I assume YoHa means Your Hands... I don't think I could have resisted OhHi for hand tracking.
How does the application deal with different skin-tones?
Two hand support would be nice and I would love to add it in the future.
The engine should work well with different skin tones as the training data was collected from a set of many and diverse individuals. The training data will also grow further over time making it more and more robust.
The tech is all there, really it's just having the time and effort to get all the pieces together!
As a side note: The wasm files are actually from the inference engine (tfjs).
Please let me know if you have any more questions in that regard.
YoHa uses tfjs.js which provides several backends for computation. One indeed uses WASM, the other one is WebGL based. The latter one is usually the more powerful one.
I have not explored this space much so far as my focus is rather to build the infrastructure that enables such applications rather than building the applications myself.
Latency is very low which is very important for this use case. Look on YouTube for demos.

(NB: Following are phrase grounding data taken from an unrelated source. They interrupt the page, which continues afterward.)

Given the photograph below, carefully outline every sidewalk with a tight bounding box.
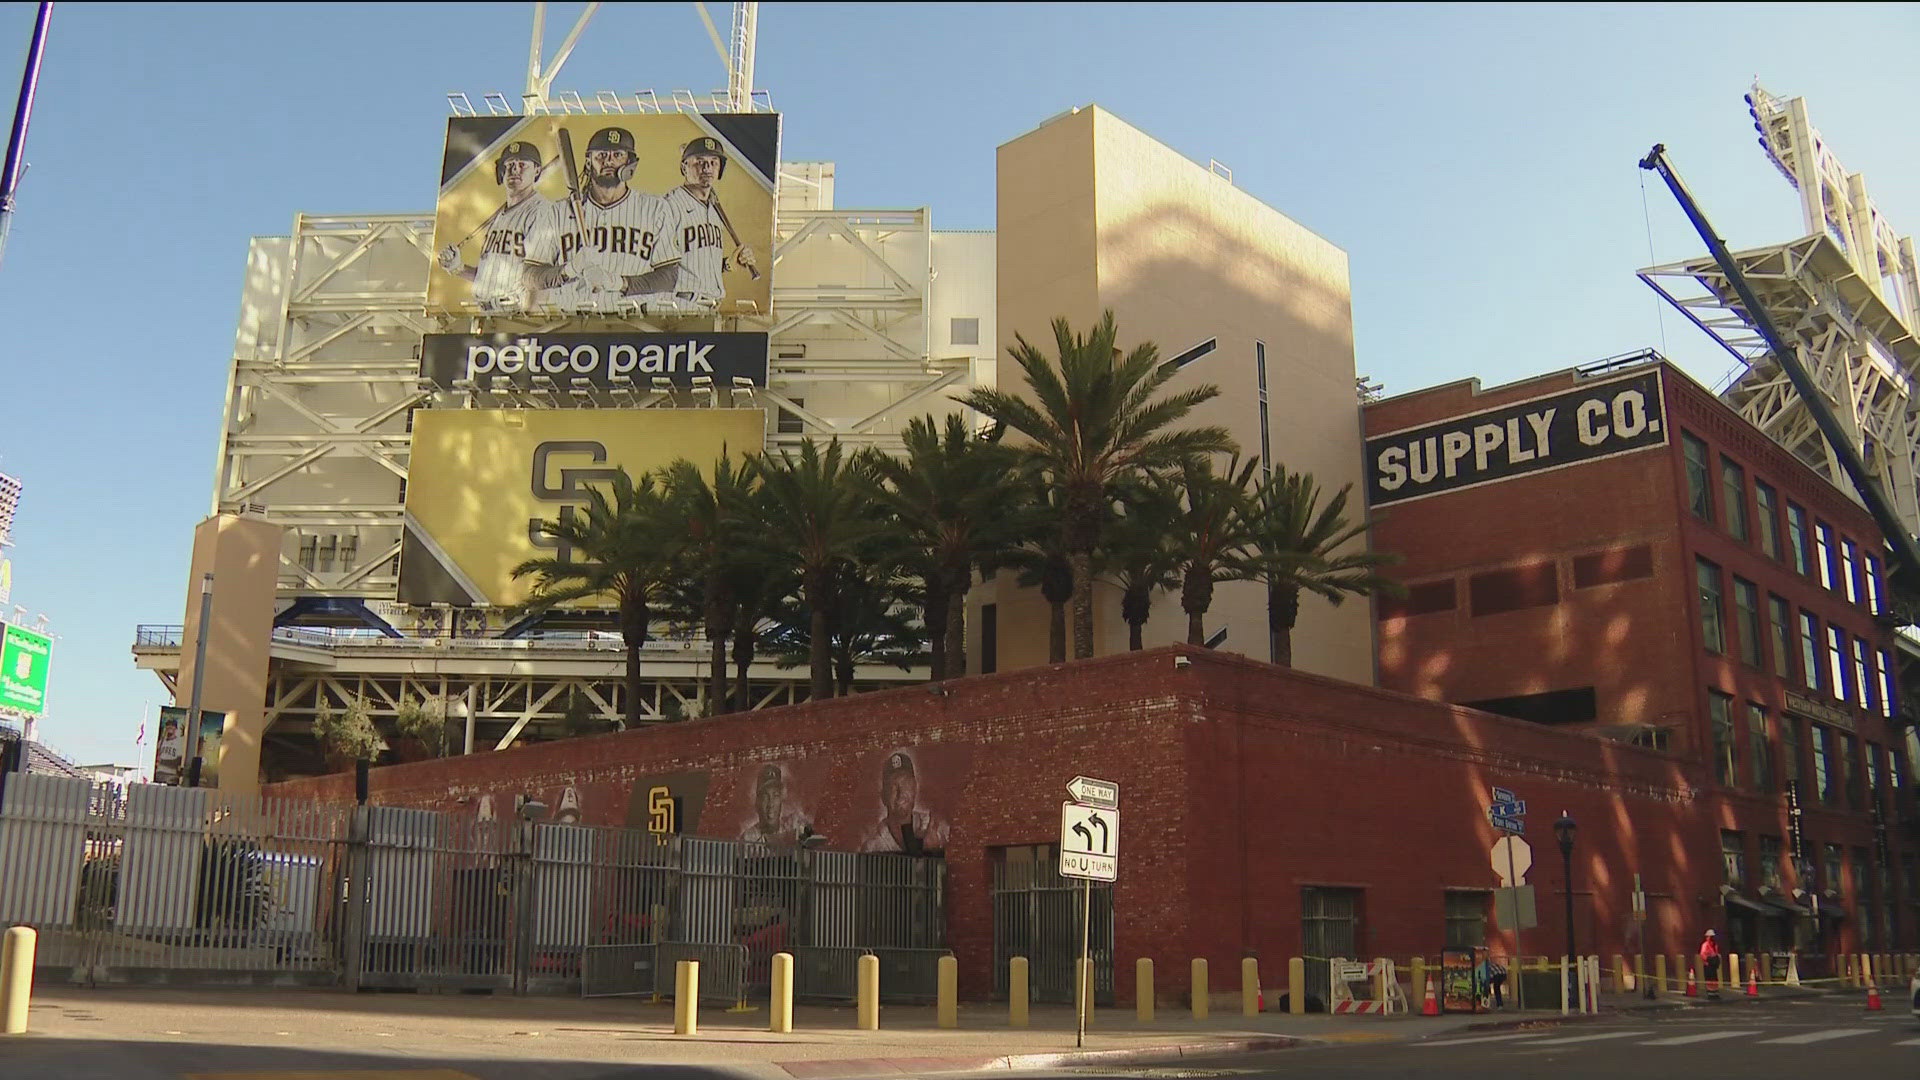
[1,985,1794,1079]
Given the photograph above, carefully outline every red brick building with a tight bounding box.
[1365,355,1917,963]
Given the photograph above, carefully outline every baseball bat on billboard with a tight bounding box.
[429,113,778,317]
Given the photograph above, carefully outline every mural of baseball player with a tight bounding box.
[437,140,556,311]
[643,136,759,311]
[738,763,809,847]
[545,126,677,309]
[860,749,951,854]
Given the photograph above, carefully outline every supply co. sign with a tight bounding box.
[1366,369,1666,507]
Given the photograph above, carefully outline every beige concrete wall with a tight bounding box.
[176,514,282,791]
[979,106,1374,685]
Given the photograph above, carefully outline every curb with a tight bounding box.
[777,1037,1303,1077]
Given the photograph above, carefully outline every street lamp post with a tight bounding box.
[1553,812,1577,999]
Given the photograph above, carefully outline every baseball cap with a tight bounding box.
[757,763,783,792]
[882,751,915,780]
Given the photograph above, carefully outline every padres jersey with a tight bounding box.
[556,189,675,285]
[662,186,730,303]
[471,194,555,309]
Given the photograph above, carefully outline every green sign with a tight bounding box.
[0,622,52,718]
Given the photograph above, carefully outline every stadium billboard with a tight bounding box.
[428,113,778,317]
[397,408,766,608]
[0,621,50,719]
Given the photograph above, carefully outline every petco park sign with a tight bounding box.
[1365,369,1667,507]
[421,332,768,391]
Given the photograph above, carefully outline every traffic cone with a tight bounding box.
[1746,966,1759,999]
[1685,967,1698,998]
[1866,984,1883,1012]
[1420,975,1440,1016]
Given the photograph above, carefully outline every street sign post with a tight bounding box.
[1487,787,1528,1009]
[1058,776,1118,1050]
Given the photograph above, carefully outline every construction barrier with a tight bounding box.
[1329,957,1407,1015]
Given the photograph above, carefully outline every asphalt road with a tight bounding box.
[1090,996,1920,1080]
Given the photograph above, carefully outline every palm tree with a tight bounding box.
[957,311,1234,659]
[659,451,761,712]
[869,413,1019,681]
[752,438,885,699]
[1169,455,1263,646]
[513,470,679,727]
[1102,473,1187,650]
[1245,465,1404,667]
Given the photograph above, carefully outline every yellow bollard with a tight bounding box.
[857,953,880,1030]
[937,955,958,1029]
[1613,954,1627,993]
[1076,958,1093,1030]
[1,927,37,1036]
[770,952,794,1034]
[1241,957,1260,1017]
[674,959,699,1035]
[1652,953,1666,998]
[1191,958,1209,1020]
[1010,956,1030,1029]
[1409,956,1426,1007]
[1135,958,1153,1023]
[1287,957,1305,1015]
[1630,954,1643,992]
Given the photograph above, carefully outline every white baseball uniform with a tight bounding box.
[471,193,556,310]
[661,185,730,305]
[551,188,675,307]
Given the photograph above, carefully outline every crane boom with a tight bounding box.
[1640,142,1920,612]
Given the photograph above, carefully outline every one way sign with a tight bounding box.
[1059,802,1119,881]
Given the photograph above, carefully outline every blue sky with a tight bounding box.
[2,2,1917,768]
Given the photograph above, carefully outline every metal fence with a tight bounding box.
[0,774,945,1002]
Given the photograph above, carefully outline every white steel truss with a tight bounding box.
[1639,85,1920,539]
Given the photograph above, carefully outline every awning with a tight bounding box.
[1758,898,1811,917]
[1722,893,1771,914]
[1814,904,1848,921]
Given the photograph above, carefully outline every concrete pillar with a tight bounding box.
[1241,957,1260,1016]
[857,954,880,1030]
[1010,957,1030,1028]
[937,955,958,1028]
[1652,953,1667,997]
[1191,958,1208,1020]
[1612,954,1627,993]
[674,960,699,1035]
[769,952,793,1033]
[1,927,36,1036]
[1631,953,1644,992]
[1134,958,1152,1023]
[1409,956,1426,1006]
[1288,957,1305,1015]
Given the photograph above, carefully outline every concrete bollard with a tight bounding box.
[1,927,36,1036]
[1241,957,1260,1017]
[770,952,794,1034]
[1613,954,1627,993]
[937,955,958,1029]
[1630,953,1643,993]
[1076,958,1093,1030]
[1652,953,1667,997]
[857,953,880,1030]
[1861,954,1874,989]
[1010,956,1030,1028]
[1409,956,1426,1008]
[1191,958,1209,1020]
[1288,957,1305,1015]
[1135,958,1153,1023]
[674,960,699,1035]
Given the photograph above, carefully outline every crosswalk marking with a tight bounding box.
[1896,1037,1920,1046]
[1756,1028,1877,1045]
[1522,1031,1654,1046]
[1423,1033,1556,1048]
[1636,1030,1762,1046]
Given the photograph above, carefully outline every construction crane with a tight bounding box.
[1639,89,1920,622]
[523,2,759,112]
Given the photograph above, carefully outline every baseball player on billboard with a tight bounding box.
[662,137,759,308]
[437,140,557,311]
[539,126,677,310]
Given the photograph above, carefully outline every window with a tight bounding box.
[1864,554,1883,614]
[1629,727,1672,751]
[1840,539,1860,603]
[1754,481,1781,559]
[1851,849,1871,946]
[1780,716,1803,792]
[1710,692,1738,787]
[948,317,980,346]
[1768,596,1796,684]
[1721,830,1746,886]
[1813,725,1833,805]
[1823,843,1843,893]
[1255,342,1271,472]
[1721,459,1749,540]
[776,397,806,435]
[1880,649,1897,719]
[1854,639,1876,712]
[1733,578,1762,667]
[1799,612,1823,691]
[1470,563,1559,616]
[1759,836,1784,893]
[1443,890,1489,949]
[1748,703,1774,793]
[1889,739,1904,802]
[1161,337,1218,372]
[1682,432,1713,521]
[1697,560,1725,654]
[1840,732,1860,809]
[1571,545,1654,587]
[1814,522,1836,589]
[1866,741,1881,804]
[1786,502,1812,576]
[1826,625,1849,703]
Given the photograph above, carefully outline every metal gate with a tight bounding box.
[990,843,1113,1005]
[1301,886,1362,1007]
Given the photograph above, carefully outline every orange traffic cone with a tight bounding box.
[1746,966,1759,999]
[1684,967,1698,998]
[1422,975,1440,1016]
[1866,984,1883,1012]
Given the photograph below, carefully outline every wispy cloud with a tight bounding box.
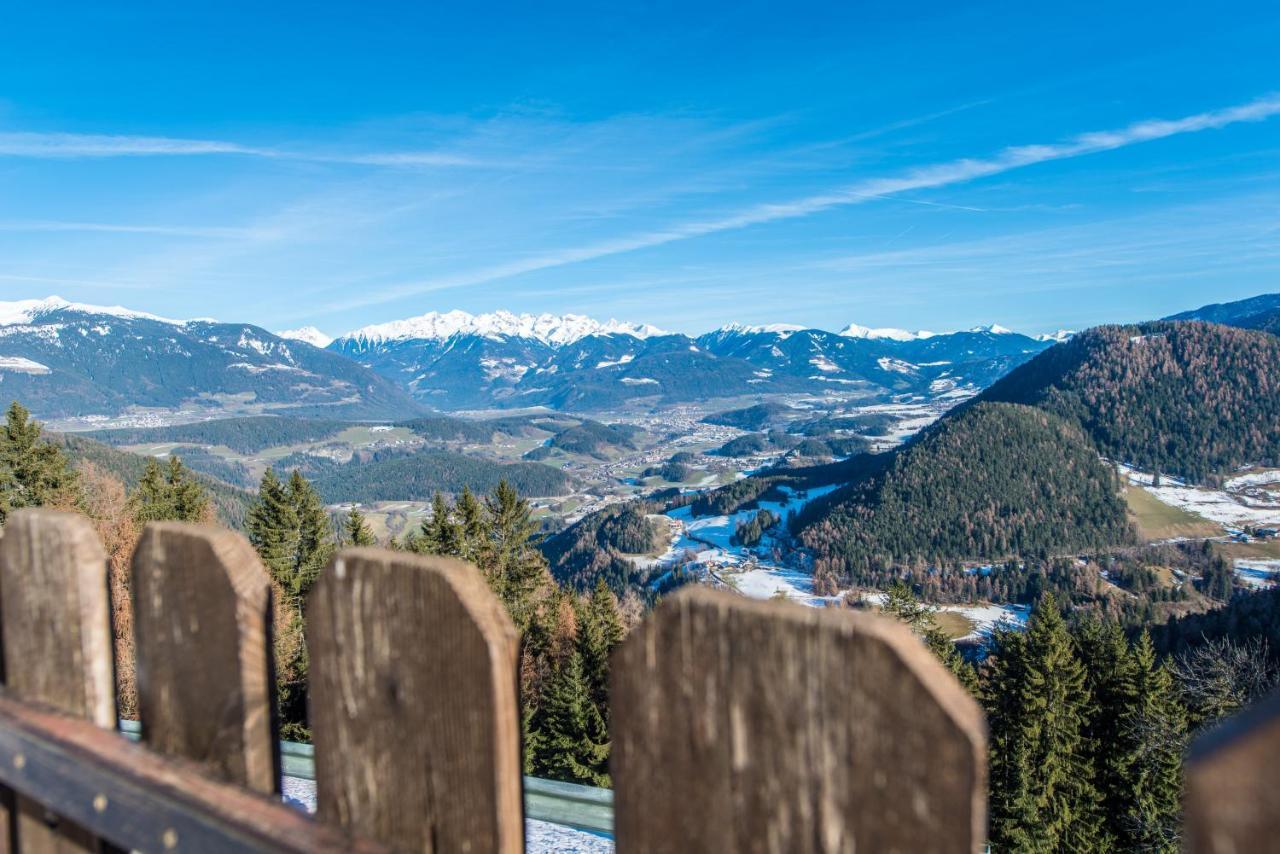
[0,131,485,167]
[0,219,266,238]
[319,93,1280,313]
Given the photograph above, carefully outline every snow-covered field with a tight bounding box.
[1234,559,1280,589]
[937,603,1031,642]
[1120,465,1280,528]
[1226,470,1280,490]
[282,776,613,853]
[647,485,847,606]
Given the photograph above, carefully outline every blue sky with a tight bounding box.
[0,1,1277,336]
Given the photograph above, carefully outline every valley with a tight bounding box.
[12,292,1280,644]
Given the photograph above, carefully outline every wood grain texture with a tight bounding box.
[1184,689,1280,853]
[0,509,115,854]
[611,587,987,854]
[0,510,115,726]
[0,692,382,853]
[131,522,278,794]
[307,548,522,853]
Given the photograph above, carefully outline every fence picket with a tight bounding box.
[1184,688,1280,852]
[307,547,523,853]
[611,587,987,854]
[0,509,115,854]
[131,522,279,794]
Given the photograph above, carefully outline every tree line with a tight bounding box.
[883,582,1275,852]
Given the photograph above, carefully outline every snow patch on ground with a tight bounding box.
[1226,469,1280,490]
[1120,465,1280,527]
[1234,559,1280,589]
[938,603,1031,642]
[0,356,50,374]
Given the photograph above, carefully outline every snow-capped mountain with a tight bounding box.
[339,310,666,348]
[326,306,1056,409]
[275,326,334,348]
[0,295,184,327]
[0,295,1068,417]
[838,323,936,341]
[0,297,419,420]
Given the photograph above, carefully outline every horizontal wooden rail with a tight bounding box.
[118,720,617,835]
[0,693,381,853]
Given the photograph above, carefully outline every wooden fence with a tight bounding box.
[0,507,1271,852]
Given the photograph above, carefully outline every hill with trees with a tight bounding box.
[702,402,790,430]
[86,415,352,453]
[51,432,252,527]
[1167,292,1280,335]
[309,448,573,502]
[798,403,1135,582]
[977,321,1280,481]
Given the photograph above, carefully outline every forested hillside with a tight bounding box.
[544,502,666,593]
[309,448,573,502]
[977,322,1280,481]
[798,403,1135,582]
[1167,292,1280,335]
[51,432,253,527]
[702,402,789,430]
[87,416,352,453]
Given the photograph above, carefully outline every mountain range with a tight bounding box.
[324,309,1058,409]
[0,297,418,420]
[1,292,1275,421]
[0,298,1064,419]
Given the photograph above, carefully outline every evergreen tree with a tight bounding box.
[881,579,977,691]
[245,468,335,743]
[129,456,209,524]
[455,486,488,565]
[985,594,1104,850]
[287,470,334,603]
[531,650,610,787]
[1075,617,1136,849]
[414,492,462,557]
[247,470,299,589]
[1116,632,1185,851]
[576,578,625,717]
[485,480,550,630]
[0,401,80,523]
[343,508,376,546]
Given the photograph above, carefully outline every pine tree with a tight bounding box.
[455,486,488,565]
[247,469,299,590]
[245,468,334,743]
[287,470,334,603]
[485,480,550,631]
[343,508,375,546]
[576,577,624,717]
[0,401,80,523]
[531,650,610,787]
[984,594,1105,850]
[881,579,977,691]
[414,492,462,557]
[129,456,210,524]
[1116,632,1185,851]
[1075,617,1136,850]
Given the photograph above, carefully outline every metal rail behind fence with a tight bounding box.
[0,507,1273,851]
[117,720,617,836]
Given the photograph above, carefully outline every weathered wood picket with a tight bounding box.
[0,507,1270,852]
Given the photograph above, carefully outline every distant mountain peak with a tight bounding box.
[0,295,185,327]
[969,323,1014,335]
[276,326,334,348]
[838,322,935,341]
[339,309,667,347]
[1036,329,1075,343]
[718,322,807,337]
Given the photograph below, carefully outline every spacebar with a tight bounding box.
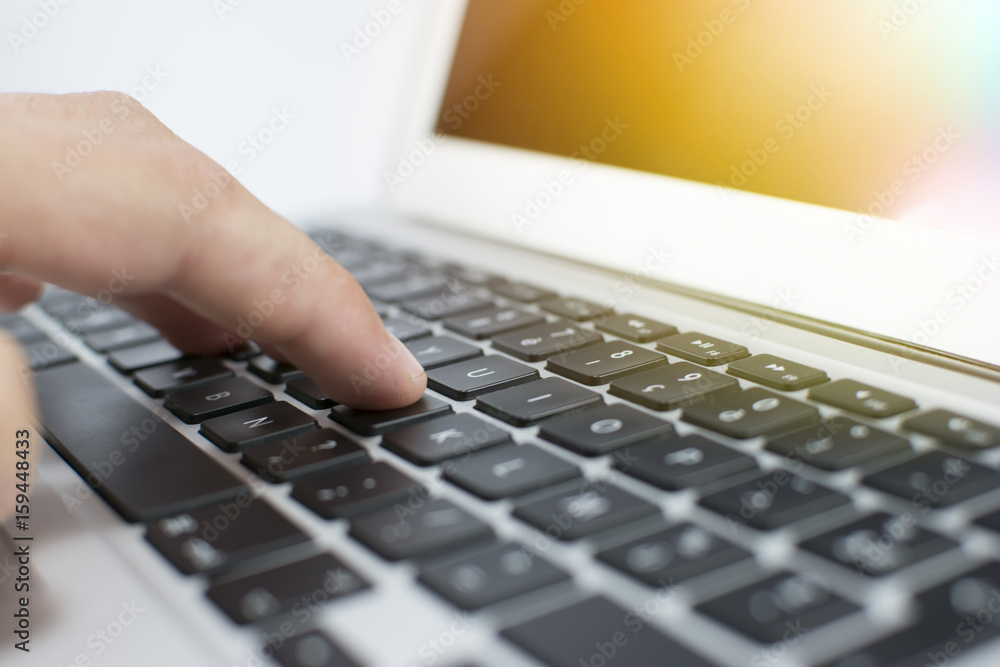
[34,362,248,523]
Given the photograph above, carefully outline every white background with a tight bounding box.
[0,0,425,220]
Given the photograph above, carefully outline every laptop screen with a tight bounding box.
[437,1,1000,236]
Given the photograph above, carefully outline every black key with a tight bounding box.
[655,331,749,366]
[682,387,820,439]
[382,413,510,465]
[425,355,539,401]
[165,376,274,424]
[608,362,739,410]
[248,355,304,384]
[330,394,452,436]
[23,335,77,371]
[801,512,959,576]
[34,363,246,522]
[823,562,1000,667]
[765,417,910,471]
[0,313,47,342]
[697,572,859,643]
[350,262,409,289]
[475,377,602,426]
[133,358,234,397]
[904,408,1000,450]
[292,461,424,519]
[207,553,367,625]
[443,264,494,285]
[227,341,262,361]
[514,484,659,540]
[242,428,369,482]
[146,498,310,574]
[404,335,482,369]
[617,434,758,490]
[726,353,829,391]
[539,403,673,456]
[83,322,160,352]
[597,523,752,586]
[700,471,851,530]
[808,378,918,418]
[200,401,318,452]
[419,542,569,609]
[285,376,334,409]
[538,297,613,321]
[443,306,544,340]
[491,320,602,362]
[350,498,493,561]
[63,307,135,335]
[503,597,713,667]
[443,444,580,500]
[399,292,493,320]
[272,630,359,667]
[547,341,667,385]
[863,451,1000,508]
[382,316,432,342]
[595,313,677,343]
[367,274,452,302]
[39,291,97,319]
[489,280,556,303]
[108,339,184,373]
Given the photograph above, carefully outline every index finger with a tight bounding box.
[0,92,426,409]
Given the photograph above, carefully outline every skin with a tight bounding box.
[0,91,427,521]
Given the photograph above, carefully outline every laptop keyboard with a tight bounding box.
[12,227,1000,666]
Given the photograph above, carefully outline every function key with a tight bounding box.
[284,376,334,410]
[199,401,317,452]
[419,542,569,609]
[330,395,452,436]
[595,313,677,343]
[206,553,367,625]
[903,409,1000,451]
[699,470,851,530]
[489,280,557,303]
[491,320,602,362]
[248,355,304,384]
[241,428,369,482]
[539,403,673,456]
[546,341,667,385]
[399,292,493,320]
[726,354,828,391]
[800,512,959,576]
[146,498,310,574]
[425,355,539,401]
[765,417,910,471]
[503,597,715,667]
[444,307,544,340]
[618,434,758,490]
[165,376,274,424]
[808,379,918,418]
[443,443,580,500]
[696,572,859,643]
[442,264,494,285]
[655,331,750,366]
[404,335,483,369]
[350,498,493,561]
[292,461,424,519]
[863,451,1000,508]
[108,340,184,373]
[475,377,602,426]
[513,485,659,540]
[133,358,233,398]
[538,297,613,322]
[608,362,738,411]
[381,413,510,465]
[682,387,820,439]
[597,523,752,586]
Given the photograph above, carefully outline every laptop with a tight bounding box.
[6,1,1000,665]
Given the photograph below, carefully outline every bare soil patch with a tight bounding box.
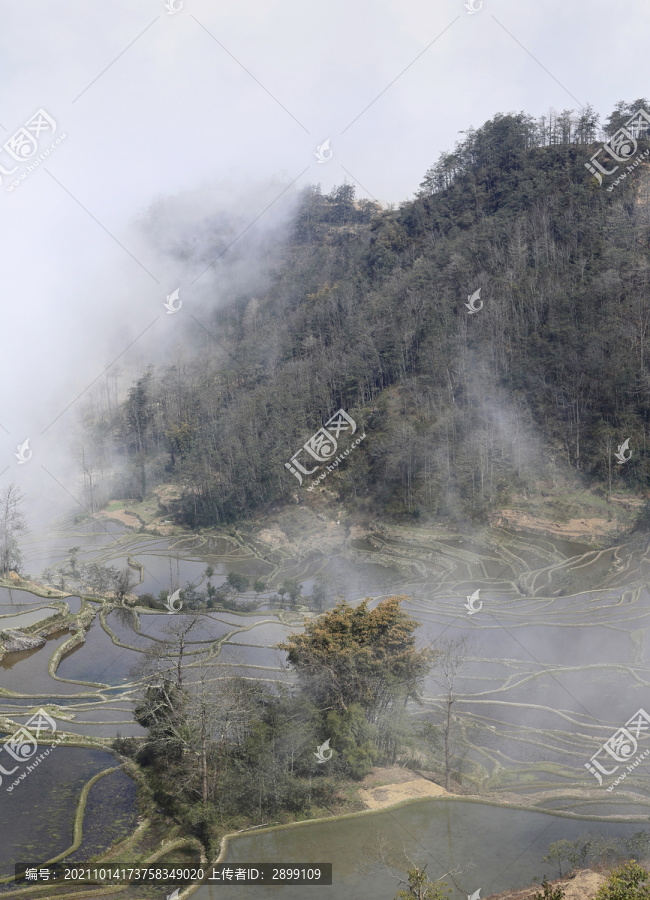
[96,508,142,528]
[486,868,607,900]
[491,509,611,540]
[356,766,450,810]
[255,514,347,556]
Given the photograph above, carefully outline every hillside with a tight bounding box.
[81,102,650,533]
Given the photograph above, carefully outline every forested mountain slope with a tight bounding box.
[85,104,650,528]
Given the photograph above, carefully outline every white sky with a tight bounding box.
[0,0,647,526]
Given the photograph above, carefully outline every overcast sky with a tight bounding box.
[0,0,648,527]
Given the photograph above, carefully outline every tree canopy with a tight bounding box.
[277,595,432,717]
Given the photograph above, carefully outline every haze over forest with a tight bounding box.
[80,100,650,534]
[0,0,649,534]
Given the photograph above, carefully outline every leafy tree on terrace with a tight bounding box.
[80,561,120,596]
[113,566,139,603]
[226,572,249,594]
[280,577,302,608]
[543,839,581,877]
[276,596,432,719]
[310,578,328,612]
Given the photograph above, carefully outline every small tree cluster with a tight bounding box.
[543,832,650,877]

Hell, the library could even stitch the takes together, omitting the times when my hand started/finished doing the gestures.
Otherwise looks pretty impressive! I've been looking for something like this and I may give it a whirl
Web page doesn't say anything after `Warming up...` and the latest message in the browser console is:
Setting up wasm backend.
Just note that in the demo video, the user is 'writing' everything mirrored.
Edit: OTOH fingerspelling (https://en.m.wikipedia.org/wiki/Fingerspelling) might be a more feasible usecase!
I want something like this so I can bind hand gestures to commands.
For example scroll down on a page by a hand gesture.
However, you likely want this functionality on any website that you are visiting for which you probably need to build a browser extension. I haven't tried incorporating YoHa into a browser extension but if somebody were to try I'd be happy to help.
So I guess it would have to be sitting on my machine.
For example hand gestures to switch the desktop workspace.
Swipe left/right motion to switch desktop workspace. That would be the dream :)
Note that if you were trying iOS/Safari and not iOS/Chrome there is nothing that can be done due to a limitation that is documented in the section "Discussion" here: https://developer.apple.com/documentation/webkitjs/canvasren... Will document this.
So many educational uses, well done.
I can also see this being very helpful for people who have cerebral palsy, for example. Larger movements are easier, this might help someone use the web more easily.
Maybe if this was the input device that interacts with the standard web, then there is potential here, but it would be unfortunate if a company used this as a primary means of input.
Tailoring software that can use very general-purpose input equipment is much cheaper. Training a neural net to recognize one-handed gestures, for instance, could be done by one developer then deployed worldwide. Making a decent one-hand keyboard is way less easy and way harder to scale.
Imagine if your bank started using these to access your account and suddenly disabled customers could no longer use their adaptive input devices to interact with their account.
You end up with complicated systems trying to cover all of the edge cases.